The perfect storm of meteorological conditions that led to California’s worst recorded set of wildfires weren’t just Santa Ana wind gusts, soaring temperatures, low humidity and the driest year ever. It was an odd Sept. 22, winter-like storm that dropped more than an inch of rain in the Los Angeles area (the most in more than a year), a half-inch in parts of San Diego and one-tenth of an inch even in the high desert to the east.
This perfect storm was just enough to reinvigorate dry chaparral, brush and other vegetation. A month later, this wildfire fuel was bone-dry again, and more plentiful for what was to come.

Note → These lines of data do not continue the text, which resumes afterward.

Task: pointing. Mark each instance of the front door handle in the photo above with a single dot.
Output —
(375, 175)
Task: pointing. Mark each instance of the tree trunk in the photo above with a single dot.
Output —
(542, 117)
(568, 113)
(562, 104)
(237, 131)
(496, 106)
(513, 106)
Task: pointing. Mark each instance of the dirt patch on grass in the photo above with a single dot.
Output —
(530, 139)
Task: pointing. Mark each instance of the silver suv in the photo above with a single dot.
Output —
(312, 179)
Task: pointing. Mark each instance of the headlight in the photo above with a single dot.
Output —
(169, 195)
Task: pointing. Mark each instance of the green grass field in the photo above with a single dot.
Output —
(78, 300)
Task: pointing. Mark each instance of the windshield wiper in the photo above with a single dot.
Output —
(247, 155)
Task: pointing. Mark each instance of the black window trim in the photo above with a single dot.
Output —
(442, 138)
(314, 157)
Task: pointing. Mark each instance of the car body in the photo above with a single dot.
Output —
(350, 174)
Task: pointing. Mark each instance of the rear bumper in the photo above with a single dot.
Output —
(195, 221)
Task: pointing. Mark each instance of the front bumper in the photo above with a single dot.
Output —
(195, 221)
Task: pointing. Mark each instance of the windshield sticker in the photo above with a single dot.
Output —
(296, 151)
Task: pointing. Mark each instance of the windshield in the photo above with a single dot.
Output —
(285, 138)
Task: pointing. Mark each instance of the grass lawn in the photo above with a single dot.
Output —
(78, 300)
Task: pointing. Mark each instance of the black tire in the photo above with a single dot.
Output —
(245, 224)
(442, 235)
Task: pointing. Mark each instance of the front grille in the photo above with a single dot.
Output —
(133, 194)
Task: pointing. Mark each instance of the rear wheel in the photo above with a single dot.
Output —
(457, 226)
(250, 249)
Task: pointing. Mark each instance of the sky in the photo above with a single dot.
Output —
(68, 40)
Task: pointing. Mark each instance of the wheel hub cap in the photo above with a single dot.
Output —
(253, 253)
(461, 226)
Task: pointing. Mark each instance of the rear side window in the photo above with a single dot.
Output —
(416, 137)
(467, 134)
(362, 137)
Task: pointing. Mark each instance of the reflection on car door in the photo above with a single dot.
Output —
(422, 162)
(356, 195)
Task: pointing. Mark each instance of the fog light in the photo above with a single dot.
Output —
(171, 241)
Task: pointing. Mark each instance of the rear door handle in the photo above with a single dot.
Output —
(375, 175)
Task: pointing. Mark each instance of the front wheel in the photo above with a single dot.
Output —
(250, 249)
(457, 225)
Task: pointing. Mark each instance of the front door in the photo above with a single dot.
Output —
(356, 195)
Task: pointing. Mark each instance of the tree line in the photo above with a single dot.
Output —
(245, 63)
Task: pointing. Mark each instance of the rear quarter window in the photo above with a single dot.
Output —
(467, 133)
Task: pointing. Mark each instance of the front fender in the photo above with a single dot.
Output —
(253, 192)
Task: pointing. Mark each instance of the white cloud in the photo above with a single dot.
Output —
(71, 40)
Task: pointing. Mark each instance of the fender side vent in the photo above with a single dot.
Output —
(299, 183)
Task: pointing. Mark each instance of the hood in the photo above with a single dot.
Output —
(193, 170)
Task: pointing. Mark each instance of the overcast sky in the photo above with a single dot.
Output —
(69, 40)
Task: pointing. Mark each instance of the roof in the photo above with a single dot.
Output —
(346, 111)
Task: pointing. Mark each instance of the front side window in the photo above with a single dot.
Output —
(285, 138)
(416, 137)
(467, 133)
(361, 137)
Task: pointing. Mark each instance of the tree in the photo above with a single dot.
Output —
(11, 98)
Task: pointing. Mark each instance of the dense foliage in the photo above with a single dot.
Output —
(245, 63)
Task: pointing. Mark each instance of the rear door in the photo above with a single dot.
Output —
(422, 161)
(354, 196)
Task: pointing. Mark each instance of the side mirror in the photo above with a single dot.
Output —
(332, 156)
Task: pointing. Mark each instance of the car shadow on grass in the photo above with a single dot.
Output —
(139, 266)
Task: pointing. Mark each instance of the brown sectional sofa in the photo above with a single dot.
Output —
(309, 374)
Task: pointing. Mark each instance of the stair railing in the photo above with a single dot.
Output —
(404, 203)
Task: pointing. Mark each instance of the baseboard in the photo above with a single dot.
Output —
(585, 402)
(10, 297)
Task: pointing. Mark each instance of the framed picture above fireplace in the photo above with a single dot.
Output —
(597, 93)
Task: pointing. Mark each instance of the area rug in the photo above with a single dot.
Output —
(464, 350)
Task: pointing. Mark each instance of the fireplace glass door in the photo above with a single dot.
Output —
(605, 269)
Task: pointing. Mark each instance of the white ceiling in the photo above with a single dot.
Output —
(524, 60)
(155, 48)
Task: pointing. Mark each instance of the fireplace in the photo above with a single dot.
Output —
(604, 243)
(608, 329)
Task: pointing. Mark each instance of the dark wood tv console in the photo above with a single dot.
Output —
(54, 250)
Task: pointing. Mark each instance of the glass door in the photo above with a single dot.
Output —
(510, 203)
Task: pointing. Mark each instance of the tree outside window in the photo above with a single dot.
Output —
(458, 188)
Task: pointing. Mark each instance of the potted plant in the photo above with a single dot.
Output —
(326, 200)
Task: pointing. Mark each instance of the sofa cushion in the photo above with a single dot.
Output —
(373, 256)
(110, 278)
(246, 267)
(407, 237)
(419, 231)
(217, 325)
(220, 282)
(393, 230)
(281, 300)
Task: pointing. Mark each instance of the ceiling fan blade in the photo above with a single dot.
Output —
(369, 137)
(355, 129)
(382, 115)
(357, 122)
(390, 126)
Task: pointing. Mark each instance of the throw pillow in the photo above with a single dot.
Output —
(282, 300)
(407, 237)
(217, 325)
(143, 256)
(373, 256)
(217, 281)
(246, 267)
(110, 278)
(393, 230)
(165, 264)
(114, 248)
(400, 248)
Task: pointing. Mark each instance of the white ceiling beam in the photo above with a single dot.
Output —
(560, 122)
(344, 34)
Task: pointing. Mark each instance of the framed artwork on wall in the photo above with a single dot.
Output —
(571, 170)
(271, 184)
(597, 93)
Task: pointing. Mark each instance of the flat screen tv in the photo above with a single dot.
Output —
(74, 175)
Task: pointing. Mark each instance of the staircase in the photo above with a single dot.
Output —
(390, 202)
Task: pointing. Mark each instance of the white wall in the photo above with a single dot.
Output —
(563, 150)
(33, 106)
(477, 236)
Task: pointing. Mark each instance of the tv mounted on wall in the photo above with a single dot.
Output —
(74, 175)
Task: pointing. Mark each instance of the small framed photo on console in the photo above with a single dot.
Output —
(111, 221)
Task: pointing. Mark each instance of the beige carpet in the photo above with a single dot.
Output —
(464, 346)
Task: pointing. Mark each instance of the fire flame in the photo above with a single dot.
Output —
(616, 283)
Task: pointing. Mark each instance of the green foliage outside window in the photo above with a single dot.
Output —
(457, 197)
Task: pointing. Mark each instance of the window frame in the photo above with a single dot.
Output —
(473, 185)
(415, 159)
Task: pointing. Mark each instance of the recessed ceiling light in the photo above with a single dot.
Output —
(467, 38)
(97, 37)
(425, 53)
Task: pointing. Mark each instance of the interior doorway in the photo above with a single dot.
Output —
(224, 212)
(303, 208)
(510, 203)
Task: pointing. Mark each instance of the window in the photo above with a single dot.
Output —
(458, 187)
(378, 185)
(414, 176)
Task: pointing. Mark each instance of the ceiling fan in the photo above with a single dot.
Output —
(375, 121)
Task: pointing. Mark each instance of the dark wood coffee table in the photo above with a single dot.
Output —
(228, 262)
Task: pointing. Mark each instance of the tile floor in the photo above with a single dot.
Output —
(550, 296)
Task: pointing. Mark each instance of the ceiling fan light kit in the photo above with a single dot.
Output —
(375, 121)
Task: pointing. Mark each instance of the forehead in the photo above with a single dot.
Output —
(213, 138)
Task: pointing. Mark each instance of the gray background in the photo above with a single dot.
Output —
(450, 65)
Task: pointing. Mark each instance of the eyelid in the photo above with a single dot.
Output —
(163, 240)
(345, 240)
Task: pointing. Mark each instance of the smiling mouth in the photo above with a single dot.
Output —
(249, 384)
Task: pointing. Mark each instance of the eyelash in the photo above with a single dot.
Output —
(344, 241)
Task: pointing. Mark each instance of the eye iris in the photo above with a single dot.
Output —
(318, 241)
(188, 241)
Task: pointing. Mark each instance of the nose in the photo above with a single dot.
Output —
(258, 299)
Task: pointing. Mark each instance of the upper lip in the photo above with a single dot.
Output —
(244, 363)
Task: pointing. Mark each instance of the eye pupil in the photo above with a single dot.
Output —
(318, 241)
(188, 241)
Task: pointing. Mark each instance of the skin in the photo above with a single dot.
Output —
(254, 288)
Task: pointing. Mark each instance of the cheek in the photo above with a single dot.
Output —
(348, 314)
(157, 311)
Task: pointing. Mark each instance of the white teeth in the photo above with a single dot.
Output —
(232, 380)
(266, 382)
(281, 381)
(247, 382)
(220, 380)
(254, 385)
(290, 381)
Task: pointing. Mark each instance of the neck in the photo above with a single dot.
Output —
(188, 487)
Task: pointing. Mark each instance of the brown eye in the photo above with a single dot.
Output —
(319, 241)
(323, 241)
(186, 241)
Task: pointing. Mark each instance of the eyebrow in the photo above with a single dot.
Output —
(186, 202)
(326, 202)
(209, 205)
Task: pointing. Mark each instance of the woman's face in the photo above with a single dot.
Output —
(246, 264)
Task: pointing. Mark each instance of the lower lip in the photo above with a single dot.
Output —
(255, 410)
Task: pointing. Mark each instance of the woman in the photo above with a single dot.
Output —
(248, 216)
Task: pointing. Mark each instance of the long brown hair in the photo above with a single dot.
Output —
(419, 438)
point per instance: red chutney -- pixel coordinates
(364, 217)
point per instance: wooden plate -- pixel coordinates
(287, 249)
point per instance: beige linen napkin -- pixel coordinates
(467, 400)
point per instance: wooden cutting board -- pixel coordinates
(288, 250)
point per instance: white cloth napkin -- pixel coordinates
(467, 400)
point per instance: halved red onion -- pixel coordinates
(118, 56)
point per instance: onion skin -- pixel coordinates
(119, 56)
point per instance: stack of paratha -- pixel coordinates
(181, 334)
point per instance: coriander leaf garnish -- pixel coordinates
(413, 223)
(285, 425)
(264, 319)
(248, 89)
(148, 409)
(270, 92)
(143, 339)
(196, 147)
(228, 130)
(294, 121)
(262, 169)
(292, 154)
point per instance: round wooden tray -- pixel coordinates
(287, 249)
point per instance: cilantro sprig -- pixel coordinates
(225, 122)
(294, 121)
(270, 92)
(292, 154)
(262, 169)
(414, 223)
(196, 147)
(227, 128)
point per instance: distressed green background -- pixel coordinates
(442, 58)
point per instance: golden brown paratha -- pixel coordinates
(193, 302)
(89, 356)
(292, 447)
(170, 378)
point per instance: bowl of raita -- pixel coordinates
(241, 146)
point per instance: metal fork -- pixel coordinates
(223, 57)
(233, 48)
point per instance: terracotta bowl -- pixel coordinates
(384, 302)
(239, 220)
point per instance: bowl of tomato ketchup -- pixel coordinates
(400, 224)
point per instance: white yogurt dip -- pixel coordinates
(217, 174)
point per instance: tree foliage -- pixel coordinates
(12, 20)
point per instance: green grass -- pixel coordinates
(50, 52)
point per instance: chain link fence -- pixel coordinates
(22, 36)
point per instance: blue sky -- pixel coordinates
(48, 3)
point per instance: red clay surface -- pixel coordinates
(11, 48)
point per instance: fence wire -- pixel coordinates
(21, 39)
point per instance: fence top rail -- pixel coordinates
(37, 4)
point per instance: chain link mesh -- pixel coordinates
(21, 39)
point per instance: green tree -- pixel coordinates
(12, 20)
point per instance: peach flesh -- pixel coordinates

Some experts, such as Thomas Swetnam, director of the Laboratory of Tree-Ring Research and Dendrochronology at the University of Arizona, and Amy Luers, California climate manager for the Union of Concerned Scientists, have a “big picture” scenario for the fires. It’s the change in climate, they warn, with earlier springs creating drier summers and more inferno autumns.
Says Swetnam, “Increasing numbers of large forest fires and total area burned in the western United States are significantly correlated with warming and drying trends. ... There is a clear upward trend in the area burned and numbers of large forest fires in the western U.S., especially since the mid-1980s.”
Adds Luers, “In terms of the wildfires we’re seeing today, while we can’t attribute these specific events to global warming, these are consistent with a trend of increasing wildfire activity throughout the West that has been linked to climate.”
We can concur with Swetnam and Luers on the climatic changes that are occurring, but there are too many variables, such as the lack of clearing of old underbrush, homes built in areas of high fire danger, inadequate forest management and bad luck, that should be considered before making Luers’ leap to her conclusion: “The science further suggests that if we do not make dramatic cuts in our emissions of global warming pollution, the wildfires throughout the West could lead to dramatic changes in the western landscapes.”
But this is what “the sky is falling” crowd is spinning for Californians and other Americans even before the flames are out.
Where was this crowd in November 1993, when more than 20 wildfires in Southern California consumed 193,814 acres, destroyed more than 1,000 homes and killed four people?
Where was the crowd in September 1970, when wildfires in the San Diego County mountains charred 175,425 acres, destroyed 382 structures and killed six people?